“Not so,” said the chief. “We are not at war with the English.”
“I am glad of that. Now listen. You asked me why I came into your country. I did not come into it; I was brought into it.”
“Brought into it?” repeated the chief in some astonishment. “By whom?”
“By Ingonyama’s people. Those, who call themselves Igazipuza.”
“Hau! Igazipuza!”
The astonishment, emphatic and unfeigned, with which his statement was echoed, not by the chief only, but by the whole group, might well strike Gerard.
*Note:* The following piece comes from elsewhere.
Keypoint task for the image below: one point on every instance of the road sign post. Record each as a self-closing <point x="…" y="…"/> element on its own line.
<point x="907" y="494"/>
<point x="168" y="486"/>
“You know him—you know them?” he said.
A humorous flash flitted across each dark face, the corners of every mouth turned down grimly. Sobuza proceeded to take snuff.
“Tell us about it,” he said. “Begin at the very beginning, Jeriji, for this is no light matter.”
Then Gerard began his tale—from the very outset of their enforced visit to the fastness of that redoubtable clan, throughout the period during which their condition had become one of open and undisguised captivity, down to his own headlong dash for liberty and succour, their untiring and persistent pursuit of him, and his perilous hiding-place on the river-bank. His feat in slaying the alligator caused great sensation; and Sobuza having ordered the rifle, on which was still spliced the broken knife, to be brought, he and his assembled chiefs examined this cleverly devised weapon with the greatest interest. Gerard went up a hundred per cent, in their estimation.